Predicate Pushdown and Columnstore Indexes

Andrew Smith Posted on

Predicate pushdown in SQL Server is a query plan optimisation that pushes predicates down the query tree, so that filtering occurs earlier within query execution than implied by the logical query execution ordering.

So with an inner join query for example, a predicate that appears in the WHERE clause and that logically takes place after the join matching, may be pushed down into the seek or scan that’s retrieving rows from a table for input into the join.

In this post I’m looking at when predicate pushdown occurs and when it doesn’t, for queries executing over columnstore indexes.

I’m using SQL Server 2014 and Microsoft’s ContosoRetailDW database, and considering the difference between the execution of these 2 queries:

CSPPQueries

They’re running over a star schema where the fact table referenced here is built as a clustered columnstore index. The fact table has 12,627,608 rows and the WHERE clause for each query above filters the fact table to exactly the same 8,627,583 rows. Thus both queries return the same aggregate values. When we execute them in the order above with SET STATISTICS TIME ON, we see:

SQL Server Execution Times:
   CPU time = 593 ms, elapsed time = 185 ms.

SQL Server Execution Times:
   CPU time = 1532 ms, elapsed time = 463 ms.

So the second query takes almost 3 times the CPU time of the first. Why is this? Well, if we compare the 2 query plans we see:

CSPPQueryPlans

The one structural difference here is that the second plan includes a filter operator after the columnstore index scan operator. And if we look at the stats for the columnstore index scan operator for each of the 2 queries we see:

CSPPQueryStats

So what’s happened is that in the first query, the WHERE clause predicate for DateKey has been pushed down into the index scan, so that the DateKey filtering is done as part of the data retrieval for input into the join operator. Because of this no more than the 8,627,583 rows required for the query aggregations are output from the index scan.

Whereas in the second query, the WHERE clause predicate is not pushed down, resulting in all rows from the fact table being output from the index scan such that they then need to be filtered by the additional filter operator.

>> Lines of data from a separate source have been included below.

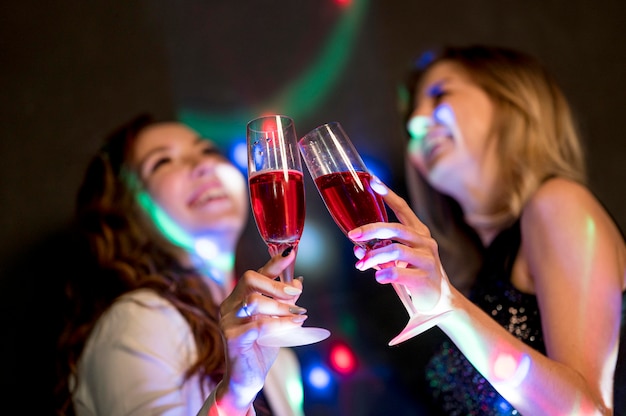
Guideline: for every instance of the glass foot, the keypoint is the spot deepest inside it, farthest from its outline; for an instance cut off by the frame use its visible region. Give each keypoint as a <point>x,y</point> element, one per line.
<point>293,337</point>
<point>417,325</point>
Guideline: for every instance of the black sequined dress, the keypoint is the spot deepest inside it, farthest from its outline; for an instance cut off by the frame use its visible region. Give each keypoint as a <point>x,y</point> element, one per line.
<point>456,386</point>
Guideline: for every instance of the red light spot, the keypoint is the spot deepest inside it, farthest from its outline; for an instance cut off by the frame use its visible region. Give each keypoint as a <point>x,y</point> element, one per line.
<point>342,359</point>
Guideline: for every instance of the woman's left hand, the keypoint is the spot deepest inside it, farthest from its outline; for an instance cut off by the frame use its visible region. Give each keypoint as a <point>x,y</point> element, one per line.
<point>411,260</point>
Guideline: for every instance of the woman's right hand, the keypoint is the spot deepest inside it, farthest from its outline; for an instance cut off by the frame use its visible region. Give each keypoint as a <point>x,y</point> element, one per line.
<point>257,304</point>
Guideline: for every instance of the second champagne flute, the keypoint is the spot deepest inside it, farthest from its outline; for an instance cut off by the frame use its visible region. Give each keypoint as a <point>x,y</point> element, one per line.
<point>277,197</point>
<point>343,182</point>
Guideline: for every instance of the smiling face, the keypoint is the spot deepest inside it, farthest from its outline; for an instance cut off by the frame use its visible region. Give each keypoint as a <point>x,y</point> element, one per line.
<point>190,181</point>
<point>452,144</point>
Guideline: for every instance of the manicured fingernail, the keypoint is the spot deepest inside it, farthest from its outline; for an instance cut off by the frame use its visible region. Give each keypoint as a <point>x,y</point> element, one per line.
<point>297,310</point>
<point>291,290</point>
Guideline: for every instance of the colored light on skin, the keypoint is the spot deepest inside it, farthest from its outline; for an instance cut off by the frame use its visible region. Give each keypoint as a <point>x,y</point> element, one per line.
<point>342,359</point>
<point>319,378</point>
<point>511,370</point>
<point>209,248</point>
<point>299,97</point>
<point>295,392</point>
<point>417,128</point>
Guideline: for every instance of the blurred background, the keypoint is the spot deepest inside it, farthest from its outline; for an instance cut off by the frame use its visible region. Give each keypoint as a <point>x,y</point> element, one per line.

The performance gain in the first query will be particularly enhanced if the predicate pushdown results in segment elimination, which is a columnstore optimisation that has the possibility of excluding whole columnstore segments from query processing as the result of (very fast) metadata checking.

So why is predicate pushdown occurring with the first query but not the second? It’s because in SQL Server 2014, string (char, varchar, nchar and nvarchar) based predicates on columnstore columns are not pushed down, whereas date-based (except “datetimeoffset”) and number-based (except “numeric”) predicates are.

This restriction has been removed for SQL Server 2016 though – see the “String Predicate Pushdown” section of this MSDN article for details.

Note: the example used in this post was taken from Niko Neugebauer’s very enlightening SQLBits session on Understanding & Solving Columnstore Problems.